Surrounded by his team of lawyers Bill Crosby just recently has been recently released from jail based on his appeal to Pennsylvania’s highest court (https://abcnews.go.com/US/bill-cosby-released-prison-conviction-vacated/story?id=78582000). The total legal cost of his case is not disclosed, but at least at one time he had seven attorneys on his team(https://abcnews.go.com/US/bill-cosby-fires-lawyers-hires-lawyer/story?id=55912591). In the US, top attorneys can charge up to hundreds of thousands of dollars per case(https://www.trendrr.net/8402/highest-paid-most-successful-lawyers-world-famous-expensive-richest-net-worth-salary/). In Australia, Cardinal Pell appealed to the Highest Court of Australia, where his case has been overturned. His total legal costs are reported to be three million dollars (The Australian July3-4/2021).
This blog is not about the legal merit of the different cases, but it is about the dollar cost of justice. There is no way that an ordinary person could afford the legal bills paid by the wealthy.
3. Justice for the socially connected
There are many scientific articles which support the benefits of social networks in business. It is much harder to provide evidence on how the well-connected may get different legal treatment to the ordinary person.
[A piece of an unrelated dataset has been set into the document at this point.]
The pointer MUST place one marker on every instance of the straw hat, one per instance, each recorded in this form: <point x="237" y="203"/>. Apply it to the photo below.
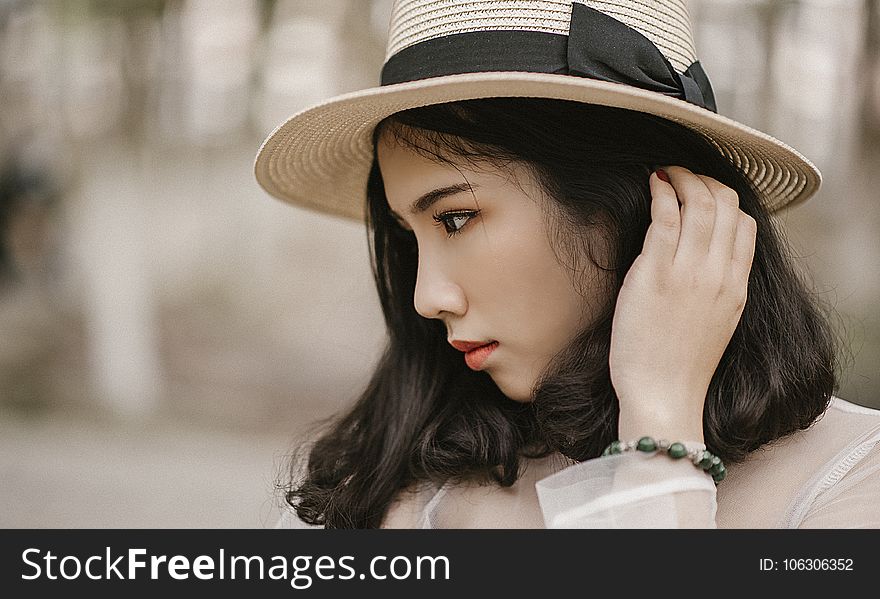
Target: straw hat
<point x="633" y="54"/>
There is only anecdotal evidence on the benefits of social networks in legal matters. The benefit of social networks could be that, the public prosecutor may drop a case altogether against a well-connected person as it recently happened in Australia(https://www.smh.com.au/national/nsw/you-re-free-to-go-daughter-of-neurosurgeon-charlie-teo-has-crash-case-withdrawn-20210622-p5834i.html). Alternatively, a judge could hand down a lighter sentence than he/she would otherwise do for the well connected(https://www.sydneycriminallawyers.com.au/blog/neville-wrans-daughter-received-lower-sentence-due-to-media-attention/). These types of casual evidences can only be found in gossip magazines and newspapers. Nevertheless, they may have some foundations as media outlets can be sued, although they are rarely sued for such matters.
Again, independent of the legal merits of cases of well-connected people, one can only wonder, if an ordinary person would receive the same treatment as a socially connected one.
4.What is wrong with the legal system?
The obvious answer to the question of ‘what is wrong with the legal system’ is, that it is too expensive. So, what is the solution?
First, in my view, attorneys should be able to charge what the market for their labour is prepared to pay. So, restricting their fees is not the solution. Second, paying prosecutors more to attract the best legal minds is also not a solution, because the wealthy can always pay always. Third, restricting the number of attorneys in any legal case to one or two lawyers would further slow down the legal system and the accused, unless on bail, would be in jail longer. This proposal would also not benefit society. Finally, social networks cannot be eliminated, no matter how objective the prosecutors and the judges try to be. After all, they are also humans with feelings, emotions, family connections and good days and bad days.
5.How to get closer to the ideal ‘everybody is the same in the eye of the law’? The use of artificial intelligence.
As the development of artificial intelligence (AI) and technology is ever increasingly impacting on our lives, it is time to consider the role of AI in criminal cases.
AI would eliminate the financial advantage of the wealthy and the social networking advantage of the well connected. The facts of the matter would be submitted in a templated format and AI would make the decision and determine the appropriate sentence. There is already significant research on how AI could be applied in legal matters. The sooner some AI based approach is adopted in criminal matters the sooner we can get closer to the utopia of ‘everybody is equal in the eyes of the law’.
Justice is not an absolute concept.
Money buys better legal teams which in turn leads to a better outcome for the accused.
Social networks also could lead to a more favourable outcome for the accused.
Artificial intelligence could remove the advantage of the wealthy and well-connected in legal matters.